Jan 7 2016 at 8:57am
Great painting of Sisyphus by Titian. But incomplete in the modern context. Market Monetarists must also endure the
slings and arrows of the tight-money fanatics.
Jan 7 2016 at 7:18pm
Scott, I can see the advantages of level targeting cited in your post, but I’m still confused as to how level targeting per se helps at the ZLB. For example, assume that the FFR is 1% and a negative demand shock pushes the Wicksellian interest rate down from 1% to -1%. The Fed reduces the FFR down to 0% and promises to keep it there until the price level returns to its former path. But if the market doesn’t expect the Wicksellian rate to ever rise above zero without an injection of cash, then how does level targeting help? I can see how it would help combined with QE or fiscal stimulus; I’m just not sure how it would on its own ensure the Wicksellian rate will rise above zero. Or is the point that level targeting would help avoid hitting the ZLB in the first place?

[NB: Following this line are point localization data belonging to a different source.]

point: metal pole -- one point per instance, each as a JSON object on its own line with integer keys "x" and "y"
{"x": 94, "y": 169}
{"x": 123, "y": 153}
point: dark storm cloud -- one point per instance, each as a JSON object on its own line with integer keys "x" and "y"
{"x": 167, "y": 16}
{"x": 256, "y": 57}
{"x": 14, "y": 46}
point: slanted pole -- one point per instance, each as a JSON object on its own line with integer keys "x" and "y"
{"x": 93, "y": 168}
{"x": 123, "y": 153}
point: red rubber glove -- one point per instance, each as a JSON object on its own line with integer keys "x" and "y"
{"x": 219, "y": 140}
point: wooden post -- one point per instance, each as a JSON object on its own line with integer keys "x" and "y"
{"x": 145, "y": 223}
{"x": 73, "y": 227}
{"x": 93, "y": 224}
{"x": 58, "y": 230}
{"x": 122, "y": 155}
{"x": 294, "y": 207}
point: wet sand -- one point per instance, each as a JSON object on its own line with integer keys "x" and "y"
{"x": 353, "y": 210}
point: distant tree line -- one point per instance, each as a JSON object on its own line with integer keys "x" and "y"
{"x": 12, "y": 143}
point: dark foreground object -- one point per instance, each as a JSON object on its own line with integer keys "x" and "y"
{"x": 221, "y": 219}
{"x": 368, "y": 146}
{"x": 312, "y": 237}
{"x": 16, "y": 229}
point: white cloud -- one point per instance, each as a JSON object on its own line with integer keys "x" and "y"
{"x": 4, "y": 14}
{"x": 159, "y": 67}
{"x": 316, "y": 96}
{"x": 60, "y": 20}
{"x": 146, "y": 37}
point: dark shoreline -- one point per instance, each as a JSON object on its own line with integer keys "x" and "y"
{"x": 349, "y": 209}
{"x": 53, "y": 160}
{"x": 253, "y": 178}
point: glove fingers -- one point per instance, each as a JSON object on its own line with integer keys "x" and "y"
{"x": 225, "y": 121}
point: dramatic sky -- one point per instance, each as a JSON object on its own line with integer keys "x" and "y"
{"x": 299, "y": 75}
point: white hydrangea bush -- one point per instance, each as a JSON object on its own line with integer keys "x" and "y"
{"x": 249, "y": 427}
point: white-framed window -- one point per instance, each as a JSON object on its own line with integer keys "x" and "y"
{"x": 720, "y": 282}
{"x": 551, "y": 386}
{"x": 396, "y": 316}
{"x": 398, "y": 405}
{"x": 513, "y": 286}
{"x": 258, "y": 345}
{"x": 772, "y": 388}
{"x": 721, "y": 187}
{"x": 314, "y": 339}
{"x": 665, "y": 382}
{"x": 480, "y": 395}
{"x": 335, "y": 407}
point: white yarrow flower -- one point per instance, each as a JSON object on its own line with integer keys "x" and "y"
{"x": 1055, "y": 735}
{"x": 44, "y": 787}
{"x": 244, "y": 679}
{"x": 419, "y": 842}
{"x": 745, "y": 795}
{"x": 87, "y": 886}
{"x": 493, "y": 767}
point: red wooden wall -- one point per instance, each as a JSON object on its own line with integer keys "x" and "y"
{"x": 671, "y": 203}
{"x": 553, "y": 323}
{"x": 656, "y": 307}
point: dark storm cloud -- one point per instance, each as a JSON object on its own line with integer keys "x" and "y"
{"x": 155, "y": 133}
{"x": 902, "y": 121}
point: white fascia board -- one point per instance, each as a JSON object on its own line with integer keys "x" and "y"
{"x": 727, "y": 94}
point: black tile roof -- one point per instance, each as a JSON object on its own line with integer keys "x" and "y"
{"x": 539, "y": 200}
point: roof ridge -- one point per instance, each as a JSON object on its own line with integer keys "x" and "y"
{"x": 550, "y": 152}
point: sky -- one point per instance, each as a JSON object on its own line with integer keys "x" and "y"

Any concrete steppes for folk like me?
Jan 8 2016 at 12:25am
@Rajat: “Targeting” (of levels, or anything else) is a tool of expectation management. But expectations have to be about something. In monetary policy, what they are, is about the path of the money supply. I.e., the concrete steps you’re looking for, are OMOs/QE. It wouldn’t make sense to try to propose level targeting, without also proposing regular Open Market Operations to adjust the money supply in order to meet those targets.
Once you know the “Chuck Norris concrete threat, then it turns out you rarely need to carry it out. The central bank merely announcing a level target, will cause velocity to change sufficiently in anticipation, that most of the work of getting to the NGDP target will happen without major money supply changes.
But you do always need the initial credible threat of money supply changes, in order to allow expectations to do the work.
Jan 8 2016 at 3:51am
Thanks Don, that makes sense to me. I guess one could say the same thing about a higher inflation target – both level targeting and a higher inflation target need to be accompanied by the ability to change the money base (through OMOs/QE) to work. Whereas I presume that, say, negative interest on reserves would not require that?